Tanzania has allocated $350,000 in the 2019-20 fiscal year for feasibility studies. The project will be implemented jointly with Zambia, but neither government has firm plans for financing or timelines for completing the project. 

The option of constructing a new pipeline for refined petroleum products has been proposed previously. The thrust of these discussions involved the desire of the two countries to address frequent breakdowns along their jointly owned Tanzania Zambia Mafuta (Tazama) crude oil pipeline, which has a mixed diameter of 8 and 12 inches and is operated by Tazama Pipeline Limited. 

However, Zambia had already announced plans to offload a majority stake in the poorly performing Indeni refinery to a strategic partner, an indication of plans to us to which means the need for a crude oil pipeline will continue to exist. 

By early this year seven bidders had been short-listed for the acquisition of the refinery, including Glencore Energy U.K, Vitol SA, China Petroleum Technology & Development Corporation, Philia Trading, Joint Stock Company Global Security of Russia, Sahara Energy Resources, and consortium of Beijing Huiersanji Green Chem Company Limited and AVIC International Holding. 

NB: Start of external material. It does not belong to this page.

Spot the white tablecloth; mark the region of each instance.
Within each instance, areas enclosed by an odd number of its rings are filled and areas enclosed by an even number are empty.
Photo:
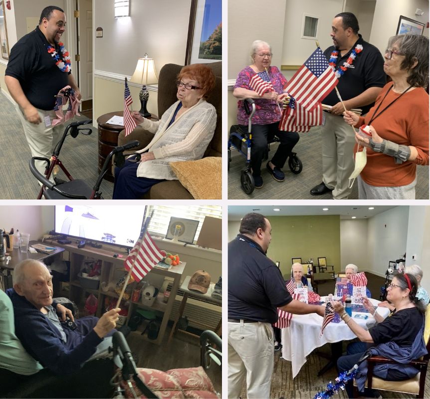
[[[321,300],[324,300],[324,297]],[[372,303],[376,306],[379,301],[371,299]],[[378,313],[383,317],[390,313],[387,308],[378,308]],[[356,314],[352,312],[352,317]],[[366,320],[354,319],[354,321],[366,330],[375,323],[375,318],[370,313],[366,313],[369,318]],[[314,349],[322,346],[327,343],[349,341],[357,338],[357,336],[345,324],[340,323],[329,323],[324,329],[322,337],[320,337],[323,318],[316,313],[309,315],[294,315],[289,327],[281,330],[282,357],[291,362],[293,378],[300,371],[306,362],[307,356]]]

The Tazama Pipeline has been characterized by performance failures attributed to lack of scheduled maintenance, external corrosion due to failure of the pipeline coating and the effect of low-resistivity, black-cotton soil and internal corrosion due to persistent incursion of sea water into the pipeline from the single- point mooring (SPM) system offshore Dar es Salaam Harbor. 

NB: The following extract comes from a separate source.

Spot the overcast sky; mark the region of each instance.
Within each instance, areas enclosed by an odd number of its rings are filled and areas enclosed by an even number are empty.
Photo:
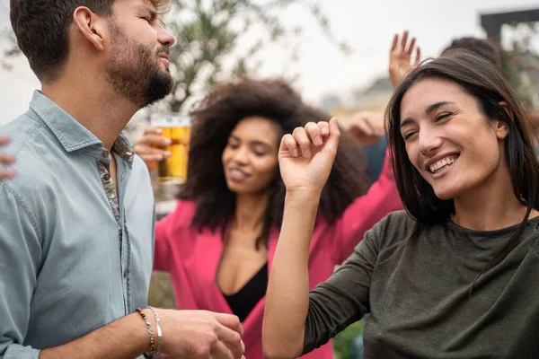
[[[323,0],[320,1],[335,37],[355,50],[343,57],[325,40],[305,8],[295,6],[283,12],[283,22],[305,30],[299,63],[292,68],[300,77],[297,88],[316,103],[323,95],[343,98],[366,86],[387,71],[389,45],[395,32],[408,29],[418,38],[425,57],[437,56],[451,39],[484,37],[480,13],[539,7],[537,0]],[[0,28],[9,23],[9,0],[0,0]],[[1,45],[0,45],[1,46]],[[270,47],[264,53],[262,75],[287,75],[283,72],[286,52]],[[13,72],[0,70],[0,124],[26,110],[32,91],[40,83],[25,59]]]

At the Dar es Salaam port, the Tazama crude oil pipeline is supported by a 2.3-mile (3.3-km), 36-inch sub-sea pipeline. The SPM, which has a discharge speed of 2,500 cubic meters/hour, is held steady by catenary anchor chains concreted into the sea floor. It can rotate and hold offloading tankers with capacities up to 150,000 deadweight tons. 

Unfortunately, the existing pipeline, at times, records an average of 100 leakages in a year, which has substantially reduced its installed capacity from the initial 1.1 mtpa to slightly more than 600,000 tons/year. 

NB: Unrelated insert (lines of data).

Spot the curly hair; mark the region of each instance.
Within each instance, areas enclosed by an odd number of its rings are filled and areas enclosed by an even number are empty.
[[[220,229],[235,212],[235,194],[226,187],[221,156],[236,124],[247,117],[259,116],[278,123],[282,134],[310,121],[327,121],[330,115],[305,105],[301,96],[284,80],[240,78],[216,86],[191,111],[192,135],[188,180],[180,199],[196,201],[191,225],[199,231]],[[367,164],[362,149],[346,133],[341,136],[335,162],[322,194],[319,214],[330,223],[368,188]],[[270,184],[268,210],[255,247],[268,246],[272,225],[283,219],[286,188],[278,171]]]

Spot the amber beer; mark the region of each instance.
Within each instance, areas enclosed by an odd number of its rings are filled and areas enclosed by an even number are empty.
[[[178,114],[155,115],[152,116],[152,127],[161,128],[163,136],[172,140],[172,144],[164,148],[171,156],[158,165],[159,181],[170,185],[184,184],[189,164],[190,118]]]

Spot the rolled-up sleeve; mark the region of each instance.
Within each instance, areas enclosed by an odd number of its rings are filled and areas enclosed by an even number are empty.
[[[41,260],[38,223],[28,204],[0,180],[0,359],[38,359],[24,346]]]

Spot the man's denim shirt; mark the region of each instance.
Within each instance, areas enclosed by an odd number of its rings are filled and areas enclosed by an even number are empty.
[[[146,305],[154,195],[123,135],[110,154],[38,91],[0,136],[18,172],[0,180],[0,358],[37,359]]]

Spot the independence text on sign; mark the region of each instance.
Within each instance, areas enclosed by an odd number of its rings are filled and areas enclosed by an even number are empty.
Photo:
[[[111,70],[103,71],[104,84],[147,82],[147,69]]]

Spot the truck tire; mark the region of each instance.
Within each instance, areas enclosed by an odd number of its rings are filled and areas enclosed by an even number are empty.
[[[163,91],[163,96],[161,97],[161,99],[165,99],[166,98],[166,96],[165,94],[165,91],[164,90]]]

Tanzania’s proposal for a new oil pipeline comes barely five years after a study by the Channoil Consortium Ltd on the security of supply of petroleum products to Zambia proposed several options, including construction of a new line that would cost more than $1 billion. The consortium consists of PricewaterhouseCoopers, Corpus Legal Practitioners and Channoil Consulting Ltd. 

Another option put forward in the study was the replacement of the existing pipeline with a new 12-inch multi-product pipeline. 

“A multi-product pipeline can transport multiple different oil products sequentially down the pipeline, using batching pigs or interfaces to separate the products,” it said. 

The study also said replacing the existing pipeline would require storage at pump stations in order to develop any of these into distribution centers for gasoline and diesel. 

“The batching pigs or interfaces will contain some mixing of the grades, which can be separated and downgraded as per industry practice,” the study projected. 

Another proposal to supply Zambia was to replace the 605-mile (954-km) Tazama crude pipeline made up of deteriorating 8-inch pipe, as well as the 470 miles (756 km) of 12-inch pipe section with a completely new 12-inch crude only pipeline, while maintaining the pump station configuration but reducing the intermediate pigging stations.